I couldn’t direct my anger where it belonged, and since something of this magnitude has to go somewhere, I put it where anger usually ends up going: right on top of my spouse. We couldn’t fight back against the system, so we fought each other. The pressure during this period in our lives was so profound that sometimes I didn’t know if we were going to stay married.
The worst consequence was how the investigation ultimately impacted my children. Patience was overrun by bitterness, and at times I wasn’t anywhere close to the parent I wanted to be. I was just so frustrated, and I wouldn’t fault my kids for their memories of a mother who wasn’t always compassionate or sometimes even nice. Someone else’s child had a broken arm that I didn’t cause, but my children paid the biggest price for it.
As a former CPS social worker and a current psychiatric hospital therapist, I am painfully aware (and eternally grateful) that I got off easy.
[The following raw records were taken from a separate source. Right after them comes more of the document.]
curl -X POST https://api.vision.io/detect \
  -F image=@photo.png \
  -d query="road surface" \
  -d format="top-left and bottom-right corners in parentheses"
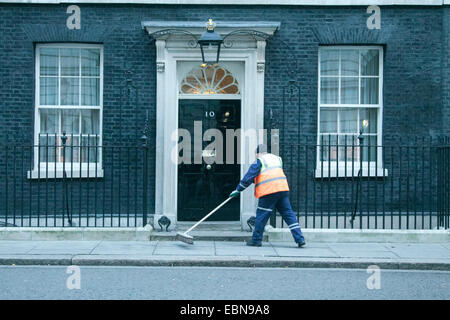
top-left (0, 266), bottom-right (448, 300)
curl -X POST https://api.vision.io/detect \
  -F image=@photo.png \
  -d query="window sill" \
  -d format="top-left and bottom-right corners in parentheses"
top-left (27, 168), bottom-right (104, 179)
top-left (315, 166), bottom-right (388, 179)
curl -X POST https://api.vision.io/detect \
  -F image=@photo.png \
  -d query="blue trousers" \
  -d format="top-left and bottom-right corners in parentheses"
top-left (252, 191), bottom-right (305, 244)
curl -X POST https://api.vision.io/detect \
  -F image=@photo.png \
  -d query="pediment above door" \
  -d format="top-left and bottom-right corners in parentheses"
top-left (141, 20), bottom-right (280, 48)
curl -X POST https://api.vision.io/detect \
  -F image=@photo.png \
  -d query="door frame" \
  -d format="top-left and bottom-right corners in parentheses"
top-left (149, 28), bottom-right (273, 231)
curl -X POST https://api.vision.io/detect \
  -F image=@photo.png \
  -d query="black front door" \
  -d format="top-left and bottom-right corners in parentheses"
top-left (178, 99), bottom-right (241, 221)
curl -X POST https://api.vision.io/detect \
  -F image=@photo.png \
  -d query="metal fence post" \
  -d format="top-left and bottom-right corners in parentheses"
top-left (61, 132), bottom-right (72, 226)
top-left (437, 142), bottom-right (443, 229)
top-left (447, 143), bottom-right (450, 229)
top-left (141, 134), bottom-right (148, 226)
top-left (350, 131), bottom-right (364, 227)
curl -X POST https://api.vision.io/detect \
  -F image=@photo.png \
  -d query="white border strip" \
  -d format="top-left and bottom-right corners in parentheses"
top-left (0, 0), bottom-right (446, 6)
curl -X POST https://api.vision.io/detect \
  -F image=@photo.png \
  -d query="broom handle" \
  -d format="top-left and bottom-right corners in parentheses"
top-left (185, 197), bottom-right (234, 234)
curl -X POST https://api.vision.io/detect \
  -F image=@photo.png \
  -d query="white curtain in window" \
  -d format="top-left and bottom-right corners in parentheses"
top-left (60, 48), bottom-right (79, 76)
top-left (359, 108), bottom-right (377, 133)
top-left (339, 108), bottom-right (358, 133)
top-left (320, 109), bottom-right (337, 133)
top-left (361, 50), bottom-right (379, 76)
top-left (341, 78), bottom-right (358, 104)
top-left (81, 78), bottom-right (99, 106)
top-left (81, 49), bottom-right (100, 76)
top-left (361, 78), bottom-right (378, 104)
top-left (320, 50), bottom-right (339, 76)
top-left (40, 77), bottom-right (58, 105)
top-left (61, 110), bottom-right (80, 135)
top-left (341, 50), bottom-right (359, 76)
top-left (39, 109), bottom-right (58, 133)
top-left (81, 110), bottom-right (99, 135)
top-left (320, 78), bottom-right (339, 104)
top-left (60, 77), bottom-right (79, 105)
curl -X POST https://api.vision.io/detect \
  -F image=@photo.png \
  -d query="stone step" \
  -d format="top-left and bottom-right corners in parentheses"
top-left (149, 230), bottom-right (267, 242)
top-left (160, 221), bottom-right (243, 232)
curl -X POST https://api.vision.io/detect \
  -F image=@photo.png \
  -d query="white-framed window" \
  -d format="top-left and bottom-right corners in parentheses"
top-left (317, 46), bottom-right (385, 178)
top-left (31, 43), bottom-right (103, 178)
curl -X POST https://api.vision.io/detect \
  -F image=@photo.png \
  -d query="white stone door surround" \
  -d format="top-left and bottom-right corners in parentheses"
top-left (143, 21), bottom-right (280, 230)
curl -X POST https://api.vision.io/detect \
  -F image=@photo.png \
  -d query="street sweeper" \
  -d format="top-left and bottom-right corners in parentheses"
top-left (229, 144), bottom-right (306, 248)
top-left (175, 144), bottom-right (306, 246)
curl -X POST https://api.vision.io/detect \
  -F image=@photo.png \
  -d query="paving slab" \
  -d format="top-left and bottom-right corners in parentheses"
top-left (272, 242), bottom-right (339, 258)
top-left (153, 241), bottom-right (215, 256)
top-left (90, 241), bottom-right (157, 255)
top-left (27, 241), bottom-right (100, 255)
top-left (274, 242), bottom-right (331, 248)
top-left (328, 243), bottom-right (388, 251)
top-left (214, 241), bottom-right (278, 257)
top-left (331, 250), bottom-right (399, 259)
top-left (382, 243), bottom-right (450, 259)
top-left (0, 241), bottom-right (37, 254)
top-left (327, 242), bottom-right (399, 258)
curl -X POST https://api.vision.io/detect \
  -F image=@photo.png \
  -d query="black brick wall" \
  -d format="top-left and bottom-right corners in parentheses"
top-left (0, 4), bottom-right (449, 227)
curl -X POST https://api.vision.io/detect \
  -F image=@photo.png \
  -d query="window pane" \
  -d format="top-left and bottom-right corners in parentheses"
top-left (361, 136), bottom-right (378, 161)
top-left (61, 109), bottom-right (80, 134)
top-left (338, 135), bottom-right (358, 162)
top-left (339, 108), bottom-right (358, 133)
top-left (81, 49), bottom-right (100, 76)
top-left (341, 49), bottom-right (359, 76)
top-left (81, 109), bottom-right (100, 135)
top-left (340, 77), bottom-right (358, 104)
top-left (40, 48), bottom-right (58, 76)
top-left (320, 50), bottom-right (339, 76)
top-left (60, 48), bottom-right (80, 76)
top-left (359, 108), bottom-right (377, 134)
top-left (319, 135), bottom-right (338, 161)
top-left (320, 77), bottom-right (339, 104)
top-left (60, 77), bottom-right (79, 105)
top-left (361, 78), bottom-right (379, 104)
top-left (40, 109), bottom-right (58, 134)
top-left (39, 77), bottom-right (59, 105)
top-left (81, 78), bottom-right (100, 106)
top-left (361, 49), bottom-right (379, 76)
top-left (320, 109), bottom-right (337, 133)
top-left (81, 136), bottom-right (100, 163)
top-left (39, 135), bottom-right (57, 163)
top-left (64, 136), bottom-right (80, 163)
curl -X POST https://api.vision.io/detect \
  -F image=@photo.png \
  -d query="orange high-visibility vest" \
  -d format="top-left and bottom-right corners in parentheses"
top-left (254, 153), bottom-right (289, 198)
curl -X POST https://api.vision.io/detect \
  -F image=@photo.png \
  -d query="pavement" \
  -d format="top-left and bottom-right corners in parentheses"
top-left (1, 240), bottom-right (450, 270)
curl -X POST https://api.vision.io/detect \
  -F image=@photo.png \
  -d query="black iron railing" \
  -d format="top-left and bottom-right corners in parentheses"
top-left (0, 134), bottom-right (449, 230)
top-left (271, 135), bottom-right (450, 230)
top-left (0, 133), bottom-right (149, 227)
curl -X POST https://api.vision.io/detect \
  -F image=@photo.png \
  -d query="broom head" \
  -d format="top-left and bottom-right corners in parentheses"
top-left (176, 232), bottom-right (194, 245)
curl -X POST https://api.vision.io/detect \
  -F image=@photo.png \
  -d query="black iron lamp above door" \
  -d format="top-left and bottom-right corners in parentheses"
top-left (148, 18), bottom-right (272, 68)
top-left (198, 19), bottom-right (223, 67)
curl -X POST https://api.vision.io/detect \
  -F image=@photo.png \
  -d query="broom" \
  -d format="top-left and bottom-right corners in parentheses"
top-left (175, 197), bottom-right (234, 244)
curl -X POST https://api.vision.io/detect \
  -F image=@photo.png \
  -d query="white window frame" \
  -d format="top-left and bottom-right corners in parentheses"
top-left (30, 43), bottom-right (104, 179)
top-left (316, 45), bottom-right (387, 178)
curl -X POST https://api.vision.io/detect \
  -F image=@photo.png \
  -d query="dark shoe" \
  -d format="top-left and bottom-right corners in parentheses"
top-left (297, 240), bottom-right (306, 248)
top-left (246, 240), bottom-right (262, 247)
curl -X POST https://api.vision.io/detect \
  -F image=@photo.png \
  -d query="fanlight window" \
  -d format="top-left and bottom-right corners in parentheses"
top-left (180, 65), bottom-right (240, 95)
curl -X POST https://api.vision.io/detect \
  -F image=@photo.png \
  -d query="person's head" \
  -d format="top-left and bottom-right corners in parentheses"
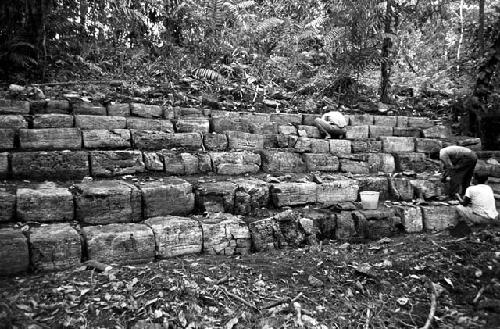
top-left (473, 173), bottom-right (488, 185)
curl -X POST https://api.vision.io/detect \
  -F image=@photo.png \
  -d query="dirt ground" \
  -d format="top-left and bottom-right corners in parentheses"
top-left (1, 226), bottom-right (499, 329)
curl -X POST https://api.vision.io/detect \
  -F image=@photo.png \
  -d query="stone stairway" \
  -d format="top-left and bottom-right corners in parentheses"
top-left (0, 98), bottom-right (497, 276)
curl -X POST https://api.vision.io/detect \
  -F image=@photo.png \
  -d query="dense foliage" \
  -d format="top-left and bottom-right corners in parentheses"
top-left (0, 0), bottom-right (499, 106)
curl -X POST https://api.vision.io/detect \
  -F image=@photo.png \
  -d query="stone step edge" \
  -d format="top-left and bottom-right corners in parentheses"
top-left (0, 203), bottom-right (460, 275)
top-left (0, 173), bottom-right (451, 224)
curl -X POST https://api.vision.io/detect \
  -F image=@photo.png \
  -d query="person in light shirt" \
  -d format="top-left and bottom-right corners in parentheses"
top-left (314, 110), bottom-right (347, 139)
top-left (456, 174), bottom-right (498, 224)
top-left (439, 145), bottom-right (477, 198)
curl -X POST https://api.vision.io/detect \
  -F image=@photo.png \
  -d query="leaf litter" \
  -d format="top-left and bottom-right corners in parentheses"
top-left (0, 227), bottom-right (499, 328)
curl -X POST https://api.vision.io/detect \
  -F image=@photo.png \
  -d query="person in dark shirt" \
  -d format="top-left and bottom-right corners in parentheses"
top-left (439, 145), bottom-right (477, 198)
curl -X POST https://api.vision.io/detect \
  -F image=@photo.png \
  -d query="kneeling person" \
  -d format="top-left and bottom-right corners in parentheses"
top-left (456, 174), bottom-right (498, 225)
top-left (314, 110), bottom-right (347, 139)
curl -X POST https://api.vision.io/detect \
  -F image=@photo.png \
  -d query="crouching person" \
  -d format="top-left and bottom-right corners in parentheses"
top-left (456, 174), bottom-right (498, 225)
top-left (314, 109), bottom-right (347, 139)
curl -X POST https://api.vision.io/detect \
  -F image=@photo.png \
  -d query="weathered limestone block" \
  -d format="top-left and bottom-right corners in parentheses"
top-left (335, 211), bottom-right (355, 240)
top-left (130, 103), bottom-right (164, 118)
top-left (353, 210), bottom-right (397, 240)
top-left (90, 150), bottom-right (145, 177)
top-left (16, 184), bottom-right (73, 222)
top-left (369, 125), bottom-right (393, 138)
top-left (294, 137), bottom-right (329, 153)
top-left (73, 103), bottom-right (106, 116)
top-left (0, 188), bottom-right (15, 222)
top-left (250, 121), bottom-right (277, 135)
top-left (394, 152), bottom-right (428, 172)
top-left (210, 151), bottom-right (261, 175)
top-left (270, 113), bottom-right (302, 125)
top-left (317, 180), bottom-right (359, 205)
top-left (0, 152), bottom-right (8, 175)
top-left (261, 150), bottom-right (306, 173)
top-left (349, 114), bottom-right (373, 126)
top-left (276, 134), bottom-right (298, 148)
top-left (176, 118), bottom-right (210, 134)
top-left (422, 125), bottom-right (452, 139)
top-left (303, 153), bottom-right (339, 172)
top-left (249, 210), bottom-right (308, 251)
top-left (234, 179), bottom-right (270, 216)
top-left (339, 154), bottom-right (370, 174)
top-left (33, 114), bottom-right (73, 128)
top-left (271, 183), bottom-right (317, 207)
top-left (83, 223), bottom-right (155, 264)
top-left (211, 116), bottom-right (252, 134)
top-left (394, 206), bottom-right (424, 233)
top-left (408, 117), bottom-right (434, 129)
top-left (389, 177), bottom-right (414, 201)
top-left (29, 223), bottom-right (81, 271)
top-left (141, 178), bottom-right (195, 218)
top-left (302, 114), bottom-right (321, 126)
top-left (355, 176), bottom-right (389, 200)
top-left (351, 139), bottom-right (382, 153)
top-left (83, 129), bottom-right (131, 149)
top-left (107, 103), bottom-right (130, 116)
top-left (145, 216), bottom-right (202, 257)
top-left (410, 178), bottom-right (445, 199)
top-left (20, 128), bottom-right (82, 150)
top-left (373, 116), bottom-right (397, 127)
top-left (415, 138), bottom-right (442, 154)
top-left (263, 134), bottom-right (278, 148)
top-left (346, 125), bottom-right (369, 139)
top-left (380, 136), bottom-right (415, 153)
top-left (75, 115), bottom-right (126, 130)
top-left (227, 131), bottom-right (264, 150)
top-left (74, 180), bottom-right (142, 224)
top-left (0, 228), bottom-right (29, 275)
top-left (131, 130), bottom-right (202, 150)
top-left (249, 217), bottom-right (282, 251)
top-left (0, 115), bottom-right (28, 129)
top-left (162, 151), bottom-right (211, 175)
top-left (176, 107), bottom-right (206, 118)
top-left (396, 116), bottom-right (409, 127)
top-left (0, 129), bottom-right (15, 150)
top-left (195, 181), bottom-right (236, 213)
top-left (393, 127), bottom-right (421, 137)
top-left (278, 125), bottom-right (298, 135)
top-left (421, 205), bottom-right (458, 231)
top-left (44, 100), bottom-right (71, 114)
top-left (329, 139), bottom-right (351, 154)
top-left (199, 213), bottom-right (251, 255)
top-left (12, 151), bottom-right (89, 179)
top-left (143, 152), bottom-right (164, 171)
top-left (368, 153), bottom-right (396, 173)
top-left (126, 117), bottom-right (174, 132)
top-left (0, 99), bottom-right (30, 114)
top-left (204, 133), bottom-right (228, 151)
top-left (297, 125), bottom-right (321, 138)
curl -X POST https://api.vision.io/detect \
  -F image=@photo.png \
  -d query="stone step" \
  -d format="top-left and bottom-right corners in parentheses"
top-left (0, 173), bottom-right (448, 225)
top-left (3, 146), bottom-right (496, 181)
top-left (0, 200), bottom-right (461, 276)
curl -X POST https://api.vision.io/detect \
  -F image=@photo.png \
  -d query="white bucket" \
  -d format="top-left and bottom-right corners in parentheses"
top-left (359, 191), bottom-right (380, 210)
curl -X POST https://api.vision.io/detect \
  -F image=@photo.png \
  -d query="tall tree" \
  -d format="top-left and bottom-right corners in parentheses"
top-left (380, 0), bottom-right (393, 103)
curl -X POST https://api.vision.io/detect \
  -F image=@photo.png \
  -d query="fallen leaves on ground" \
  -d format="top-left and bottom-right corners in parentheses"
top-left (1, 227), bottom-right (499, 328)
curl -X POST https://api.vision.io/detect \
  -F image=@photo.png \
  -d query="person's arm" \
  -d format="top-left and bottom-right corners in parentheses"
top-left (461, 188), bottom-right (472, 206)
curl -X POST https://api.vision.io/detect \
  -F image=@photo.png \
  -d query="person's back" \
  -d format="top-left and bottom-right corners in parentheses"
top-left (465, 184), bottom-right (498, 219)
top-left (321, 111), bottom-right (347, 128)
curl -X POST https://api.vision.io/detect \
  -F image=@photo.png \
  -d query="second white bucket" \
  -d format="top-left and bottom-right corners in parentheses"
top-left (359, 191), bottom-right (380, 210)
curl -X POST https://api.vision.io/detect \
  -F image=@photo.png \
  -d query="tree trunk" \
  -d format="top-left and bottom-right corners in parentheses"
top-left (379, 0), bottom-right (393, 103)
top-left (479, 0), bottom-right (485, 55)
top-left (457, 0), bottom-right (464, 72)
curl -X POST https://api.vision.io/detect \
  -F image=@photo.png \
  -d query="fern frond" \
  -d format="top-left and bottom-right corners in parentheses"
top-left (194, 68), bottom-right (225, 82)
top-left (255, 17), bottom-right (284, 33)
top-left (305, 15), bottom-right (326, 30)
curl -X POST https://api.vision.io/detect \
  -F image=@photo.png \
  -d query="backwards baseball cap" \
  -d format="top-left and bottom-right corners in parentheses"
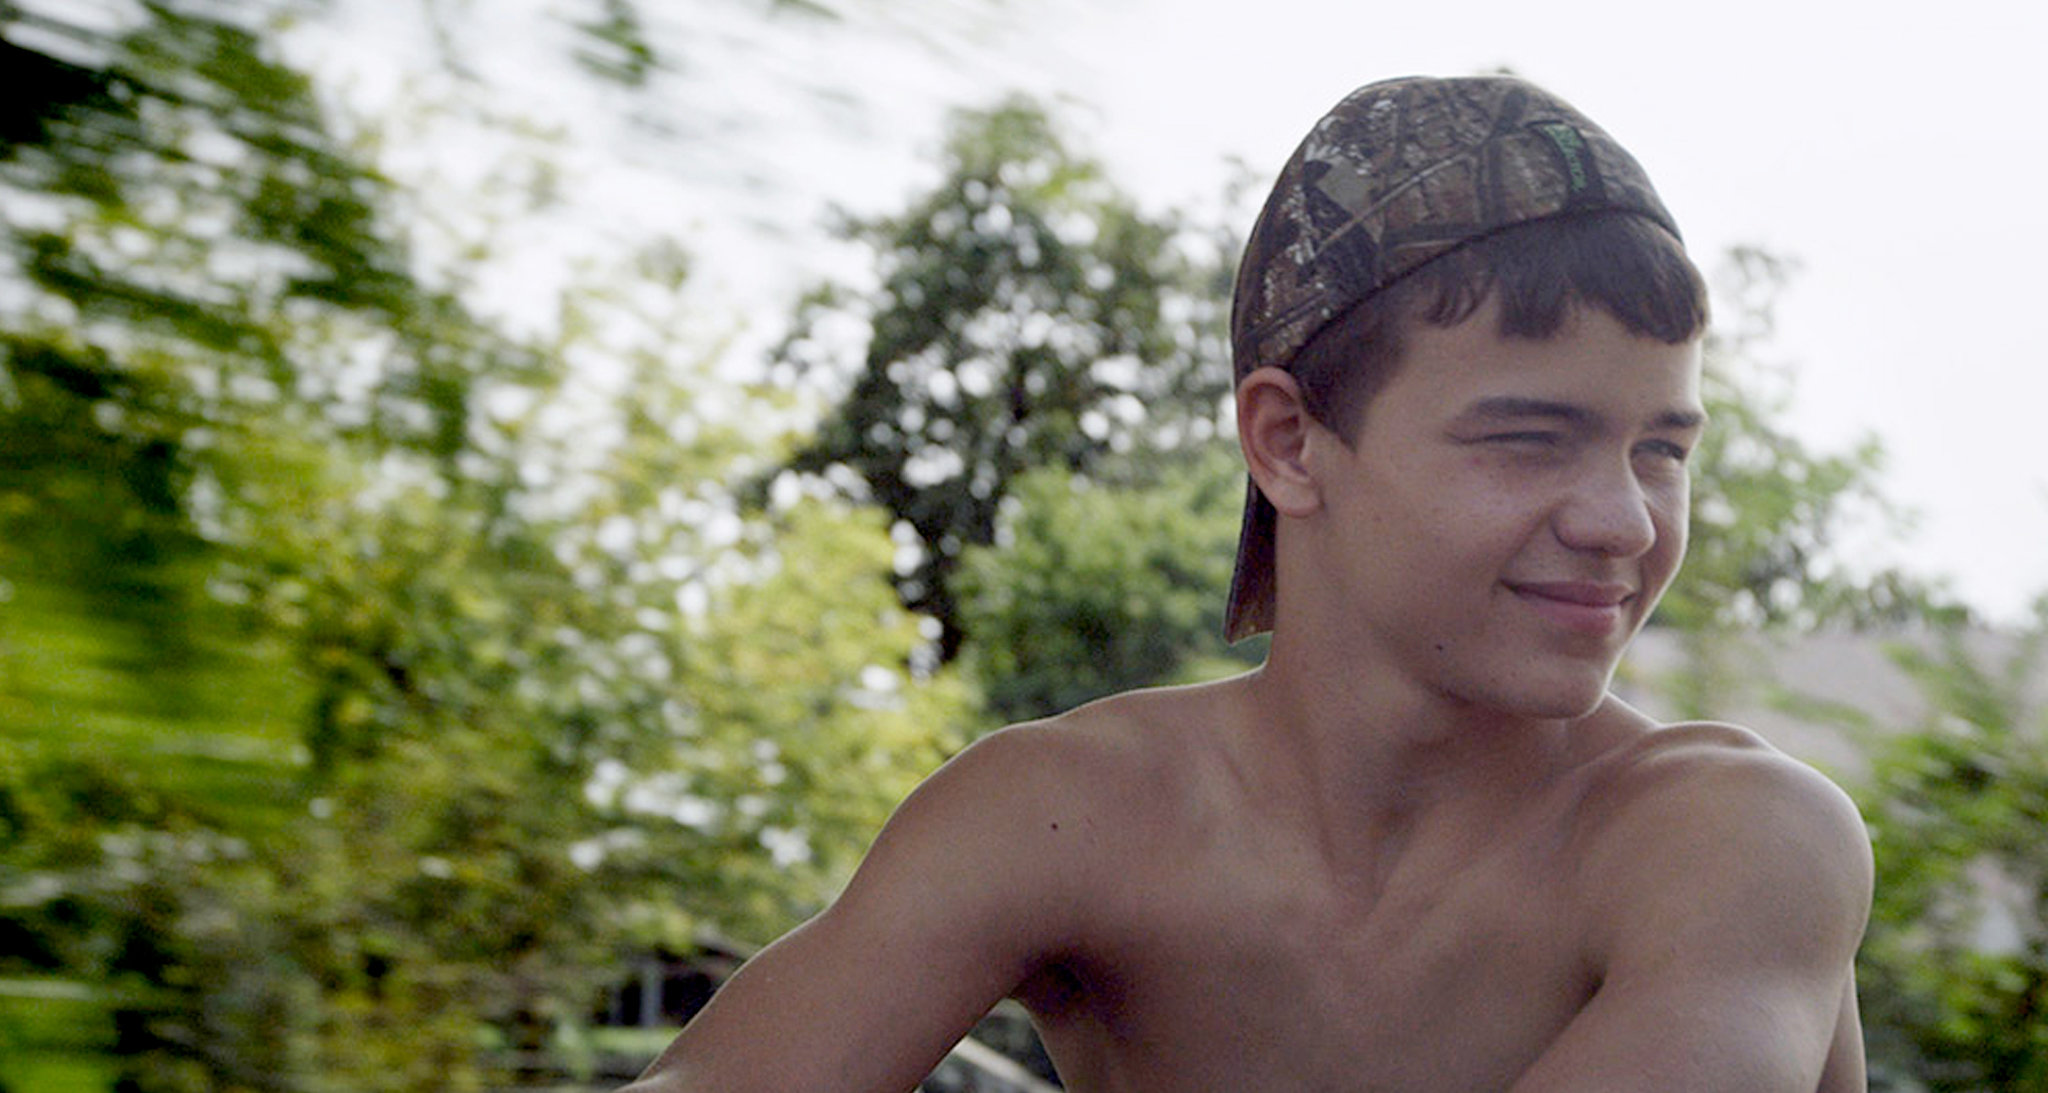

I wasn’t arrested (but only because the child’s family didn’t want me to be), I didn’t serve time in prison, and my own children weren’t removed from my care. What happened to me is amateur hour compared to what happens to some people.
I would jump at the chance to go back in time and make it so that this never happened to me and my family. At the same time, I don’t ever want to lose the depth of understanding that I gained. It’s corny and cliché to say that it made me a better person and therapist, but there’s no other way to describe it. I don’t ever want to go back to the way I viewed the world before the investigation, and I’m not sure I could even if I tried. Once you recognize the true consequences, you can’t unsee them.
What used to be mildly annoying is now unbearable. The arrogance that can manifest in some investigators is repugnant, and I can barely tolerate people who are focused on building their careers on the backs of the unfortunates. I recoil when it feels like I’m being punched in the face by their raw ambition and self-importance.
I’m more easily frustrated when groupthink rears its ugly head and the mob starts withholding compassion from people who have admittedly made a complete mess of things. This is especially true when those passing judgment would behave in the same way (or worse) had they ever been in the same position.
I can’t stand it when professionals create narratives about the people they serve under the guise of being noble but fail to see it as the moral superiority it actually is. These things don’t show up in the case file, but they are what clients remember. I don’t think it even occurs to some professionals to consider that any of this happens.
Often lost in the shuffle is the idea that we are public servants. Social workers, police officers, lawyers, judges—even therapists who work with kids in foster care—exist to serve. Our mandate is to provide care for those who cannot care for themselves, and to do so with an attitude of humility. How often this concept gets lost, and how tragic the consequences when it does.